Plan Bernanke ou pas, les autorités monétaires continueront, comme elles le font déjà aux Etats-Unis et au Japon, d'« inonder » l'économie de liquidités. En pratique, cela veut dire que l'institut d'émission fournit à des taux très bas (1,25 % aux Etats-Unis, pratiquement 0 % au Japon) des réserves liquides aux banques. Qu'en font celles-ci, particulièrement pendant les époques où les demandes solvables de crédit sont faibles ? Elles achètent des obligations du Trésor. C'est aussi de cette façon que la bulle boursière a été fortement stimulée. Les achats des banques maintenaient les taux des valeurs à revenus fixes à un niveau artificiellement bas. Bon pour les actions. Un certain temps.

On évalue à plus de 17.000 milliards de dollars la « valeur » perdue à la Bourse entre le mois de mars 2000 et la fin septembre 2002. Une façon de voir les choses serait de dire que cette valeur n'a jamais existé. Dans l'économie réelle, toute valeur procède de la dynamique de l'échange.
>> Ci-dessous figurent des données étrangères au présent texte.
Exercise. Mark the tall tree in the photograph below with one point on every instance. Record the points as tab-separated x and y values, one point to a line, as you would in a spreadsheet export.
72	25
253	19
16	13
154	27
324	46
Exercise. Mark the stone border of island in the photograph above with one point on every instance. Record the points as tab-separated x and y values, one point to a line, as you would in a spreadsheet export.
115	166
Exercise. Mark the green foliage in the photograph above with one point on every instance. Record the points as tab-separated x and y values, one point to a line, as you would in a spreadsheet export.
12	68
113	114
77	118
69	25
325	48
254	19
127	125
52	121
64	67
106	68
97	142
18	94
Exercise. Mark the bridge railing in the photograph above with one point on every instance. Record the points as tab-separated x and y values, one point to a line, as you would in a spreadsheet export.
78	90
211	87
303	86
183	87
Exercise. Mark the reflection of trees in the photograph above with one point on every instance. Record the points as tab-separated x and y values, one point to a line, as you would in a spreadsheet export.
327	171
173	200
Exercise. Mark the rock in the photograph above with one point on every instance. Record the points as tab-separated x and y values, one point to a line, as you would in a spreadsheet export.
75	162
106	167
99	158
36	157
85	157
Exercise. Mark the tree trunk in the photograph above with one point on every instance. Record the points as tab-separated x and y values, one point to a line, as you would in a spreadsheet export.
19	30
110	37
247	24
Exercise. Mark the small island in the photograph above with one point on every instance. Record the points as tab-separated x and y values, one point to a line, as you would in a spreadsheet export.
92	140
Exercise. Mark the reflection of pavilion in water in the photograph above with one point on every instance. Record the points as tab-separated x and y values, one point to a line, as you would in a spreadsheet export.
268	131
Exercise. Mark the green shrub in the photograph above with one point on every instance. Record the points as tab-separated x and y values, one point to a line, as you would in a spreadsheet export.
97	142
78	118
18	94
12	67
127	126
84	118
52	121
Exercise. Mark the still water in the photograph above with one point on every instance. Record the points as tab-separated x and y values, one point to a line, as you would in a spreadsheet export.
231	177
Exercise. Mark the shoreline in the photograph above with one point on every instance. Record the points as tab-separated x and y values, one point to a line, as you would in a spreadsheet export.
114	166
En vendant sa production sur le marché, toute entreprise se rembourse de ses frais, à commencer par ses frais de salaires et, si l'économie d'échange fonctionne bien, elle encaisse en outre un profit. Point à la ligne. C'est une imposture de prétendre que les « liquidités » injectées par la banque vont stimuler la demande. Ce n'est pas parce que les salaires sont exprimés en monnaie qu'il faut croire qu'en créant de la monnaie ex nihilo on fournit un pouvoir d'achat susceptible de relancer la consommation ou l'investissement. Comme on vient de le voir, les liquidités ainsi offertes se portent sur l'achat de « reconnaissances de dette » émanant du Trésor public et y resteront bloquées. Tout pouvoir d'achat disponible provient des revenus non encore dépensés d'une production et d'une vente qui ont déjà eu lieu.

Il reste que, pendant des années, les surcapitalisations boursières gonflées ont littéralement déterminé une bonne partie de l'activité économique. Elles ont entraîné des investissements gigantesques, induit des courants d'échange, suscité des moeurs nouvelles en matière de rémunérations. Les comptes en portent la trace, des années durant les sociétés devront amortir des « survaleurs » (goodwill) qui ont contribué à leur détresse financière présente. Cependant, la vie économique continue, il faut vendre (pour payer les créanciers en plus des fournisseurs), mais aussi acheter. Plus question d'échanger des actions surévaluées contre d'autres un peu moins surévaluées. L'économie retrouve la plus vieille discipline du marché : la liquidité, c'est la disponibilité. Tout argent bloqué dans des placements invendables ou vendables à perte a cessé, en totalité ou en partie, de représenter un pouvoir d'achat potentiel. Or aujourd'hui, la masse de pouvoir d'achat mobilisable s'est très fortement contractée. Appelons cela déflation ou autrement, voilà la réalité.